Tax law isn't exactly a bundle of laughs. But tax lawyers occasionally compensate by inventing hilarious terms like "horizontal double dummy" to describe the paper-shuffling that they do. Most of us, of course, wouldn't recognize a double dummy if we tripped over it (or is it them?). But knowing about double dummies—a term apparently borrowed from bridge— is the key to unlocking one of the little mysteries of the newspaper business. To wit: why can McClatchy Newspapers get a tax break by selling its Minneapolis operations for less than it paid, while the New York Times Co. can't do that with The Boston Globe, and Tribune Co. can't do it with the Los Angeles Times? The answer: McClatchy did a double-dummy deal when it acquired the Star Tribune's parent company, Cowles Media, in 1998. But Times and Tribune did standard corporate reorganizations when they bought Affiliated Publications and Times Mirror, respectively, in 1993 and 2000. Most acquiring companies could do double dummies, but few go that route.

McClatchy completed the sale of the Minneapolis Star Tribune—or, to be technical, the McClatchy subsidiary that owned the Star Tribune—to Avista Capital Partners for $530 million last week. In addition, McClatchy says, the sale will generate a tax loss worth about $160 million, bringing total proceeds to $690 million.

The double dummy is helping McClatchy make the most of a bad deal. It paid a whopping $1.2 billion for Cowles in 1998: about 85 percent in cash, the other 15 percent in McClatchy stock. (Disclosure: NEWSWEEK's owner, The Washington Post Company, owned 28 percent of Cowles, and made a big profit on the 1998 sale.) Because McClatchy used a double dummy, anyone who got McClatchy stock in the deal had a tax-deferred transaction. In conventional deals, a buyer has to pay at least 40 percent of the price in stock for sellers to get the tax deferral. Even better, McClatchy got to add the $1 billion of cash that it paid in the deal to its "tax basis" in Cowles—the amount at which it valued Cowles for tax purposes. McClatchy wouldn't disclose its basis in Cowles. But by my math, without that $1 billion bump-up in basis, selling the Star Tribune for $530 million might have triggered a tax bill, not a refund.

"You can get the best of both worlds when you use a horizontal double dummy for a cash-and-stock transaction," says Lehman Brothers tax expert Robert Willens, who deconstructed the McClatchy-Cowles deal for me. "Selling stockholders worried about taxes can defer their gains by taking stock, and you can add the cash you pay to your tax basis in the acquired company."

Then there were the folks who didn't go the dummy route. When Tribune bought Times Mirror for $8.3 billion (of which $3.1 billion was cash) and New York Times bought The Boston Globe for $1 billion ($160 million cash), they did standard corporate reorganizations rather than horizontal double dummies. This means the buyers inherited the original owners' low tax basis in the acquired properties. Tribune, currently struggling to do some sort of tax-efficient deal, would doubtless be happy to have an extra $3.1 billion of tax basis in its newspapers.

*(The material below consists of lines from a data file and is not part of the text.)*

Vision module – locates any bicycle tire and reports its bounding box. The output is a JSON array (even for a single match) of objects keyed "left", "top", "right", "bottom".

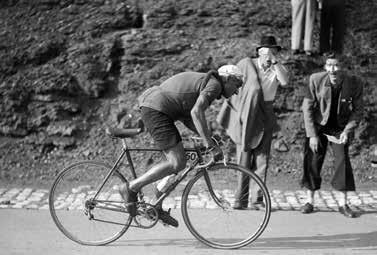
[
  {"left": 181, "top": 163, "right": 271, "bottom": 249},
  {"left": 49, "top": 161, "right": 132, "bottom": 245}
]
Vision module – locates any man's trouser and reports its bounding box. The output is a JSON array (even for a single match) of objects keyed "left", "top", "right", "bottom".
[
  {"left": 234, "top": 102, "right": 275, "bottom": 206},
  {"left": 319, "top": 0, "right": 345, "bottom": 54},
  {"left": 301, "top": 133, "right": 355, "bottom": 191},
  {"left": 291, "top": 0, "right": 316, "bottom": 51}
]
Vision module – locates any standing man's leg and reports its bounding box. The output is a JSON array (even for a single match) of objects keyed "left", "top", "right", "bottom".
[
  {"left": 319, "top": 2, "right": 331, "bottom": 54},
  {"left": 331, "top": 142, "right": 356, "bottom": 218},
  {"left": 249, "top": 143, "right": 271, "bottom": 204},
  {"left": 331, "top": 1, "right": 345, "bottom": 54},
  {"left": 249, "top": 106, "right": 274, "bottom": 205},
  {"left": 291, "top": 0, "right": 305, "bottom": 52},
  {"left": 234, "top": 149, "right": 252, "bottom": 209},
  {"left": 301, "top": 134, "right": 328, "bottom": 213},
  {"left": 304, "top": 0, "right": 316, "bottom": 54}
]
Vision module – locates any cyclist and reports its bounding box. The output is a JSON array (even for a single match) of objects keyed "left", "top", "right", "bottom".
[{"left": 119, "top": 65, "right": 245, "bottom": 227}]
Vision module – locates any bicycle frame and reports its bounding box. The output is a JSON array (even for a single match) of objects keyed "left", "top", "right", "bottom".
[{"left": 91, "top": 137, "right": 225, "bottom": 213}]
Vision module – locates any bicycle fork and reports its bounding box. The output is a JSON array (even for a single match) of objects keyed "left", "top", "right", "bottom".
[{"left": 201, "top": 168, "right": 231, "bottom": 210}]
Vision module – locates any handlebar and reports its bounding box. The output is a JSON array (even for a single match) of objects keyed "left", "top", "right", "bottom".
[
  {"left": 191, "top": 135, "right": 227, "bottom": 168},
  {"left": 190, "top": 134, "right": 222, "bottom": 149},
  {"left": 196, "top": 156, "right": 227, "bottom": 169}
]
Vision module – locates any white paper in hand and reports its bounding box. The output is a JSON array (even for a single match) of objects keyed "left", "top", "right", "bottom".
[{"left": 324, "top": 134, "right": 342, "bottom": 144}]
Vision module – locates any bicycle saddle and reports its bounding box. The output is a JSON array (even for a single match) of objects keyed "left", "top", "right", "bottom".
[{"left": 105, "top": 119, "right": 145, "bottom": 138}]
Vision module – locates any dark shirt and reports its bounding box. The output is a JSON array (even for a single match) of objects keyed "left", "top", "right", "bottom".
[
  {"left": 138, "top": 72, "right": 222, "bottom": 120},
  {"left": 322, "top": 81, "right": 342, "bottom": 135}
]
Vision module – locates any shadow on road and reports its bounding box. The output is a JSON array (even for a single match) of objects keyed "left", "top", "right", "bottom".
[
  {"left": 248, "top": 231, "right": 377, "bottom": 250},
  {"left": 290, "top": 208, "right": 377, "bottom": 218},
  {"left": 278, "top": 205, "right": 377, "bottom": 214},
  {"left": 111, "top": 231, "right": 377, "bottom": 250}
]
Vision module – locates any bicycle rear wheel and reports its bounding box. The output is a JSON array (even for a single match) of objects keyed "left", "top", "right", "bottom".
[
  {"left": 49, "top": 161, "right": 132, "bottom": 245},
  {"left": 181, "top": 163, "right": 271, "bottom": 249}
]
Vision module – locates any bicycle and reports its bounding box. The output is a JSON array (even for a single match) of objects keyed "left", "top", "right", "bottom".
[{"left": 49, "top": 121, "right": 271, "bottom": 249}]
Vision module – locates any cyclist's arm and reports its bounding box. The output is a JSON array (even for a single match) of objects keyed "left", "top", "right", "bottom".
[
  {"left": 182, "top": 118, "right": 198, "bottom": 134},
  {"left": 190, "top": 94, "right": 215, "bottom": 148}
]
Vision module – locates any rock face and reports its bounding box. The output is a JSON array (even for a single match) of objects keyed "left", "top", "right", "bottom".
[{"left": 0, "top": 0, "right": 376, "bottom": 185}]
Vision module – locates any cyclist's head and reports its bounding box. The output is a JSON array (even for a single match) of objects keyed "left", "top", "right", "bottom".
[{"left": 218, "top": 65, "right": 244, "bottom": 98}]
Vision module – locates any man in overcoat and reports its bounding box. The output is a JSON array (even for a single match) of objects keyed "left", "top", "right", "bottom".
[{"left": 217, "top": 35, "right": 289, "bottom": 209}]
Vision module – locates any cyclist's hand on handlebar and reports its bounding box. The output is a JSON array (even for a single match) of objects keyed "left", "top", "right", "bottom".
[
  {"left": 211, "top": 134, "right": 222, "bottom": 145},
  {"left": 210, "top": 144, "right": 223, "bottom": 162}
]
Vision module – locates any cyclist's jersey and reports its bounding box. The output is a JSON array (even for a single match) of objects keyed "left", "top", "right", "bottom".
[{"left": 138, "top": 72, "right": 223, "bottom": 120}]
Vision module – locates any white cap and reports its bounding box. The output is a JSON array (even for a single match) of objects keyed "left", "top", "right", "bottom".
[{"left": 217, "top": 65, "right": 244, "bottom": 81}]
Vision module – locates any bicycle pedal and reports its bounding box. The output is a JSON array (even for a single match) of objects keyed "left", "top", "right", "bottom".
[{"left": 161, "top": 222, "right": 170, "bottom": 227}]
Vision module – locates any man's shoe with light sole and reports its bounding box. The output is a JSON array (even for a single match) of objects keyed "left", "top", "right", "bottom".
[
  {"left": 338, "top": 204, "right": 356, "bottom": 218},
  {"left": 301, "top": 202, "right": 314, "bottom": 214},
  {"left": 233, "top": 201, "right": 248, "bottom": 210}
]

Times took an $814 million loss (for earnings purposes) in January on the decline in value of the Globe and the Worcester (Mass.) Telegram & Gazette, which it bought for $296 million in 1998. But selling those properties even at their current, lower value would probably trigger a tax bill because the papers' tax basis is below their market value. (Times says it has no plans to sell either paper.)

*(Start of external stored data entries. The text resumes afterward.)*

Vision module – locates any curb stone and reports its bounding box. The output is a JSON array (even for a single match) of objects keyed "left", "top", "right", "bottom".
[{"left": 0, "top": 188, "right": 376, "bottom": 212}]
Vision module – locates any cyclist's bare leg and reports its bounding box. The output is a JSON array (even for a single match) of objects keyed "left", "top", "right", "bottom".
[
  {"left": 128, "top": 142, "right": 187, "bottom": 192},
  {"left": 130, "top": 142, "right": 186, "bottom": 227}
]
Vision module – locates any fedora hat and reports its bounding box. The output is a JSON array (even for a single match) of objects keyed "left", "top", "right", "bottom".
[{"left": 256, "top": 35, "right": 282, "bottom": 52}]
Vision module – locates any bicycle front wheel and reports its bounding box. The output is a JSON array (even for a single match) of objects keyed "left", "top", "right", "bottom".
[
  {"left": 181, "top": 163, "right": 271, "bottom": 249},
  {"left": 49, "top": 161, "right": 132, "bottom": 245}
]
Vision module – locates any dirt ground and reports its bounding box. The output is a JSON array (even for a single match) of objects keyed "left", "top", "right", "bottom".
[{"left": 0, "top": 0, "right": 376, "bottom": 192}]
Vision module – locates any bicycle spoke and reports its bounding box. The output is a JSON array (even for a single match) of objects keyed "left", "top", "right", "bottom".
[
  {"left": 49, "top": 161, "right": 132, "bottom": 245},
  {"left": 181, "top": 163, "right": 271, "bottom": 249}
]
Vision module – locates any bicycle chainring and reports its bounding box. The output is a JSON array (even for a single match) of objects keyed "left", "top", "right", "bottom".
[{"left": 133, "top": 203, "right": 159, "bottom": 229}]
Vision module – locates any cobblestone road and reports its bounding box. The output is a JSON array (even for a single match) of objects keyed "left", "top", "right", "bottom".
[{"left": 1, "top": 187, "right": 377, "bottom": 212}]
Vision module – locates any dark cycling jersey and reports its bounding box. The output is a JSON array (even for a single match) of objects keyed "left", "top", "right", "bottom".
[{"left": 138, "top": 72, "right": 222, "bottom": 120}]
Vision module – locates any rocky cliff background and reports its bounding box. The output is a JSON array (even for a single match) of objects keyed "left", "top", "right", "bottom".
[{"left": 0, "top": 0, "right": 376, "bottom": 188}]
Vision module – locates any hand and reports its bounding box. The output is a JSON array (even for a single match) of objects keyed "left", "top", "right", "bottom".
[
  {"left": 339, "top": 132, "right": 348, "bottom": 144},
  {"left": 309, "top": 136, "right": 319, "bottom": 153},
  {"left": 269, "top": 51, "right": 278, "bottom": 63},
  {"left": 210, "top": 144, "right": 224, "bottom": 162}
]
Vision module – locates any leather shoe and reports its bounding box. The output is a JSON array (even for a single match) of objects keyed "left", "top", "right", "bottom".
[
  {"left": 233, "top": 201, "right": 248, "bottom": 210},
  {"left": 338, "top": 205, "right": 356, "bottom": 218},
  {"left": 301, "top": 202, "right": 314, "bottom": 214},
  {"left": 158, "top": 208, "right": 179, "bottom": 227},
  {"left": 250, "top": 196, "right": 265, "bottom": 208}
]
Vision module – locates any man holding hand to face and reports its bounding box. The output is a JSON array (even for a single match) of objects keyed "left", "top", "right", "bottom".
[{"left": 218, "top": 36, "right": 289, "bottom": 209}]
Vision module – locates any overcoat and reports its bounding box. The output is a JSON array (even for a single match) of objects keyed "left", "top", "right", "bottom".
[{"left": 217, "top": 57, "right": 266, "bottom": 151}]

How do you do a double dummy? I thought you'd never ask. Instead of one company's absorbing the other, you set up a holding company to own both your company and the one you're acquiring. The holding-company structure may complicate life a bit—ask any corporate or tax lawyer why— but it can provide nifty breaks. Among them: if you sell the acquired company someday, your tax bill will be smaller (or your refund bigger) than with a conventional deal.

"Some people just don't like having a holding company," says Michael Solomon of Pillsbury Winthrop Shaw Pittman, who's advising Vulcan Materials on the tax aspects of its pending double-dummy cash-and-stock takeover of Florida Rock Industries. He says there's usually no reason not to go the double-dummy route, which he calls "a classic opportunity to find a gold nugget in the tax code."

Solomon says we don't see more such deals because most takeover players don't know this structure exists. To which I'd add a second factor: most acquirers never think to plan for the day that they may have to unload their shiny new property for less than they paid for it. Which, I suppose, makes them ... double dummies.